This video says about itself:
23 December 2009
From Wildlife Extra:
Australia’s new marine parks are a boon for flatback turtles
The value of Australia’s newly established network of marine parks has been highlighted by an international project that used satellites to track the vulnerable flatback sea turtle.
A valuable migration corridor of more than 1,000km in length, tens of kilometres in width and tens of kilometres from the mainland, has been identified by researchers tracking 70 flatback sea turtles by satellite. Tracking devices were attached to the turtles’ soft shells using a flexible harness that detached after about 12 months. A signal depicting the turtle’s position was transmitted in real-time every 10 to 15 minutes as the turtles surfaced to breath, to a constellation of satellites known as the ‘Argos system’.
Encouragingly, the scientists found that about half of this important corridor falls within Australia’s new network of marine reserves, according to findings published in the journal Marine Biology.

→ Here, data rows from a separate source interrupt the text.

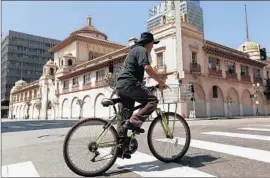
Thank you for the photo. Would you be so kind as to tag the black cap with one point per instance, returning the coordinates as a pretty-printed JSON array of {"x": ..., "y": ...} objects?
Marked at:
[{"x": 147, "y": 37}]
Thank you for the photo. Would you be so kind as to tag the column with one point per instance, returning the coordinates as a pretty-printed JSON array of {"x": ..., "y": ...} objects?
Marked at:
[
  {"x": 43, "y": 112},
  {"x": 241, "y": 109},
  {"x": 208, "y": 109}
]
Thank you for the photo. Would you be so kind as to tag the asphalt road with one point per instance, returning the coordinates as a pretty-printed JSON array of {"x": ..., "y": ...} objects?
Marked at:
[{"x": 220, "y": 148}]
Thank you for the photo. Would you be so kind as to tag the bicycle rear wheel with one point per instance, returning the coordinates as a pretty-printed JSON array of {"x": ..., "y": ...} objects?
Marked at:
[
  {"x": 90, "y": 146},
  {"x": 157, "y": 139}
]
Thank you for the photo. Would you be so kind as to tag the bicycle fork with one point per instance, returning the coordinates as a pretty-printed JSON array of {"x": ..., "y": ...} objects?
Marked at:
[{"x": 164, "y": 123}]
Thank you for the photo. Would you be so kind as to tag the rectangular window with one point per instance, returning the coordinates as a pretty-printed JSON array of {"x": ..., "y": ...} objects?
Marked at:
[
  {"x": 257, "y": 73},
  {"x": 75, "y": 82},
  {"x": 194, "y": 57},
  {"x": 231, "y": 67},
  {"x": 160, "y": 59},
  {"x": 213, "y": 63},
  {"x": 244, "y": 70},
  {"x": 86, "y": 79},
  {"x": 100, "y": 75}
]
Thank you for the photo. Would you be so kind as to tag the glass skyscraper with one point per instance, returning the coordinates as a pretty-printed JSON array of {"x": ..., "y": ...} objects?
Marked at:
[{"x": 191, "y": 8}]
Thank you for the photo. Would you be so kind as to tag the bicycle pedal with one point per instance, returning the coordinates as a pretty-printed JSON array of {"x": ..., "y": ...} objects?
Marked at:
[
  {"x": 125, "y": 156},
  {"x": 138, "y": 131}
]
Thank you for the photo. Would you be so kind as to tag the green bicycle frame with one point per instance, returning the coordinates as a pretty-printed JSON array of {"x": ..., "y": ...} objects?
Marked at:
[
  {"x": 164, "y": 123},
  {"x": 118, "y": 118}
]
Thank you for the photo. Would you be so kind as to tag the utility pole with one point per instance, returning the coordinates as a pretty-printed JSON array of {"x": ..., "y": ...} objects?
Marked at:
[{"x": 178, "y": 52}]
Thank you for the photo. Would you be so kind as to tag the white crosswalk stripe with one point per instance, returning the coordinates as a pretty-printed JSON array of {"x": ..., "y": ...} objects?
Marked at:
[
  {"x": 148, "y": 166},
  {"x": 256, "y": 129},
  {"x": 250, "y": 153},
  {"x": 23, "y": 169},
  {"x": 238, "y": 135}
]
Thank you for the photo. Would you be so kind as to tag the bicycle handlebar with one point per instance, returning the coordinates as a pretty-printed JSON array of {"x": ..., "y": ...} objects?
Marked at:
[{"x": 152, "y": 88}]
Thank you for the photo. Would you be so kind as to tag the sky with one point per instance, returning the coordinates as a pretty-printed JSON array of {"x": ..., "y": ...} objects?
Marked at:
[{"x": 224, "y": 21}]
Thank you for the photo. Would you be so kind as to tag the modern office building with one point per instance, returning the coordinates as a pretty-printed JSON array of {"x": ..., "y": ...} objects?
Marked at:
[
  {"x": 23, "y": 57},
  {"x": 191, "y": 8}
]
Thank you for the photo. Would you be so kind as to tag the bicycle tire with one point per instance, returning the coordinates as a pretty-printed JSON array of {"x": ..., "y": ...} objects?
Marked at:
[
  {"x": 65, "y": 149},
  {"x": 150, "y": 138}
]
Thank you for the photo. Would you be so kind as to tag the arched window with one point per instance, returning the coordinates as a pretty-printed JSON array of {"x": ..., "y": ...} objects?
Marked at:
[
  {"x": 69, "y": 62},
  {"x": 215, "y": 92},
  {"x": 51, "y": 71},
  {"x": 244, "y": 48}
]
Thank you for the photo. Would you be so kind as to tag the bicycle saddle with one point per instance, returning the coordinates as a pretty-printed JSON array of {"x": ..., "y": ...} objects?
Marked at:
[{"x": 108, "y": 102}]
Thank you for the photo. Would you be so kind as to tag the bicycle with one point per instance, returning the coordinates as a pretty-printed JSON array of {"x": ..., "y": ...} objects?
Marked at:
[{"x": 126, "y": 144}]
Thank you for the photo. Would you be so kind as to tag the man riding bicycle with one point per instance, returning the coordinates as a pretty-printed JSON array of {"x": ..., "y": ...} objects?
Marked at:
[{"x": 129, "y": 85}]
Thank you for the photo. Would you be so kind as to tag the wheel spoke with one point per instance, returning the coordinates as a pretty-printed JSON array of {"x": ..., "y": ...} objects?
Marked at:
[
  {"x": 170, "y": 151},
  {"x": 84, "y": 166}
]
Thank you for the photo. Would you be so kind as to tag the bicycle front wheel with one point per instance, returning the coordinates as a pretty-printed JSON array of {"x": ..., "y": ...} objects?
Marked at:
[
  {"x": 94, "y": 156},
  {"x": 169, "y": 149}
]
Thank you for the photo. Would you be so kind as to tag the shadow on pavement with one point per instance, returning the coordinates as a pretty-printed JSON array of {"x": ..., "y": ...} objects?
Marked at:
[
  {"x": 190, "y": 161},
  {"x": 18, "y": 126},
  {"x": 196, "y": 161}
]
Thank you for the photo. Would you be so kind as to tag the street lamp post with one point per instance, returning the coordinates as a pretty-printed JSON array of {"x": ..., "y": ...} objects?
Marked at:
[
  {"x": 256, "y": 87},
  {"x": 229, "y": 103}
]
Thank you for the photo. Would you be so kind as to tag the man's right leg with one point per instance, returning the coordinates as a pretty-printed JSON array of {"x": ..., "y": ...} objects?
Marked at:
[{"x": 142, "y": 95}]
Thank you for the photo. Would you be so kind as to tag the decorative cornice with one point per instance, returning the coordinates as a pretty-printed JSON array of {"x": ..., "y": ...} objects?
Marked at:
[
  {"x": 87, "y": 39},
  {"x": 98, "y": 63},
  {"x": 33, "y": 85},
  {"x": 234, "y": 55}
]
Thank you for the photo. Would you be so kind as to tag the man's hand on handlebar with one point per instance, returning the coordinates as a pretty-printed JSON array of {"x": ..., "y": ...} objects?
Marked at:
[{"x": 161, "y": 85}]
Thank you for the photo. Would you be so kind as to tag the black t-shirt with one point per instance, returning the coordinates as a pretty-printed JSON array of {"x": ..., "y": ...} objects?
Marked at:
[{"x": 132, "y": 71}]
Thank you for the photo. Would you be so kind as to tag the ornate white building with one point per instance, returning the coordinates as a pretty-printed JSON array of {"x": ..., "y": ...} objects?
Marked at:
[{"x": 72, "y": 86}]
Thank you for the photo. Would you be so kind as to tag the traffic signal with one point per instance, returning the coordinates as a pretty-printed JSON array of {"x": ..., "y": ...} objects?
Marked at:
[
  {"x": 263, "y": 54},
  {"x": 110, "y": 67}
]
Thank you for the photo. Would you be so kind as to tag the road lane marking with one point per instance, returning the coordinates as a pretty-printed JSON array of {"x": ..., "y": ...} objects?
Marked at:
[
  {"x": 256, "y": 129},
  {"x": 148, "y": 166},
  {"x": 250, "y": 153},
  {"x": 23, "y": 169},
  {"x": 238, "y": 135}
]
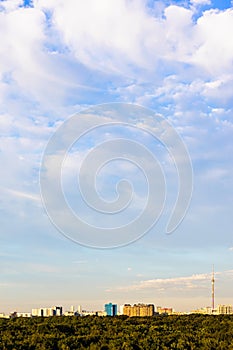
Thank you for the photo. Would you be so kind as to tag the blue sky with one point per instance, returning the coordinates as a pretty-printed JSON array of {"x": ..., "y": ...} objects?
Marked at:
[{"x": 58, "y": 58}]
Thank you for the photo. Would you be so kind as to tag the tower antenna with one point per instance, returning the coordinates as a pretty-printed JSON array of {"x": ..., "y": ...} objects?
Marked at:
[{"x": 212, "y": 282}]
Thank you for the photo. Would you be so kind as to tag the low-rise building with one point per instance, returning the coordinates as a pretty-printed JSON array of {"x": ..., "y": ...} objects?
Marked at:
[{"x": 138, "y": 310}]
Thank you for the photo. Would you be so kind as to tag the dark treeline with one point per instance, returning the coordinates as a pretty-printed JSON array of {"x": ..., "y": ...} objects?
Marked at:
[{"x": 118, "y": 333}]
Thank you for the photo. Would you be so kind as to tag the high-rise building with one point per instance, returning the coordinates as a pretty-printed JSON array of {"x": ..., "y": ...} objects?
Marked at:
[
  {"x": 110, "y": 309},
  {"x": 224, "y": 310},
  {"x": 164, "y": 310},
  {"x": 138, "y": 310},
  {"x": 47, "y": 311}
]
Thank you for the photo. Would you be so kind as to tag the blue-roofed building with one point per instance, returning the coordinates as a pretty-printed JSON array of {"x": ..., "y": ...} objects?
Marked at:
[{"x": 111, "y": 309}]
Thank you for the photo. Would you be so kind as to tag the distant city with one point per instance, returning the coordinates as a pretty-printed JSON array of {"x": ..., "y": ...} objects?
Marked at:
[{"x": 111, "y": 309}]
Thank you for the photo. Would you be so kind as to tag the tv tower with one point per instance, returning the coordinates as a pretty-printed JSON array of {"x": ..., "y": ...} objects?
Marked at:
[{"x": 212, "y": 282}]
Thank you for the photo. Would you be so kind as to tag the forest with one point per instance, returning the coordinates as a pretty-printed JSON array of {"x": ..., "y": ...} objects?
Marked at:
[{"x": 184, "y": 332}]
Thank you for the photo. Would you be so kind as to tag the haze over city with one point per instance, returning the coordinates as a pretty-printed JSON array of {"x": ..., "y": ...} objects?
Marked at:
[{"x": 59, "y": 58}]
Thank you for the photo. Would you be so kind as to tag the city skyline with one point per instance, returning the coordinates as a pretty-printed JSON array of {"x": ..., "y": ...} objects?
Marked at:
[{"x": 59, "y": 58}]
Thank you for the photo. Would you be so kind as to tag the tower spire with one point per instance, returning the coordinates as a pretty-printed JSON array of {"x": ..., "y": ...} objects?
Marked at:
[{"x": 212, "y": 282}]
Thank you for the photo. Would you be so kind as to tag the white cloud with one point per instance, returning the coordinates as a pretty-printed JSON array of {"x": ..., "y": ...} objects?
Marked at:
[{"x": 201, "y": 2}]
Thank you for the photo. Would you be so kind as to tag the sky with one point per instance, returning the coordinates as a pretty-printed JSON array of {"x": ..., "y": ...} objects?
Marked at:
[{"x": 59, "y": 58}]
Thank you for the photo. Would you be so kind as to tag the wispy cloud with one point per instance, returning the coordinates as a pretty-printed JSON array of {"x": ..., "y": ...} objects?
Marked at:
[
  {"x": 24, "y": 195},
  {"x": 174, "y": 283}
]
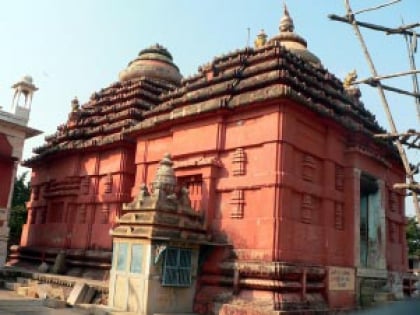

“Our findings show that much of the flatback turtle’s transit passage – between its breeding colonies and foraging grounds – falls within the newly established Commonwealth Marine Reserve network,” said animal movement expert Professor Graeme Hays from Deakin University in Australia, co-author of the study.
These findings will help refine ongoing conservation planning along the Australian coast to protect this wide-ranging turtle species. The study will also help identify high-use areas outside the existing reserve network.
Being so close to the mainland, the flatback and other marine species in the area may be susceptible to accidental mortality, such as collision with vessels and fishery bycatch. The research also highlights how whales, sharks and turtles share a common migration corridor, something that was previously unknown.
“The network of Australian marine reserves may also serve as a template for marine conservation elsewhere in the world,” said Hays. “In recognition of the plight of the vulnerable flatback turtle, long-term conservation research programmes are being developed to help protect this iconic species.”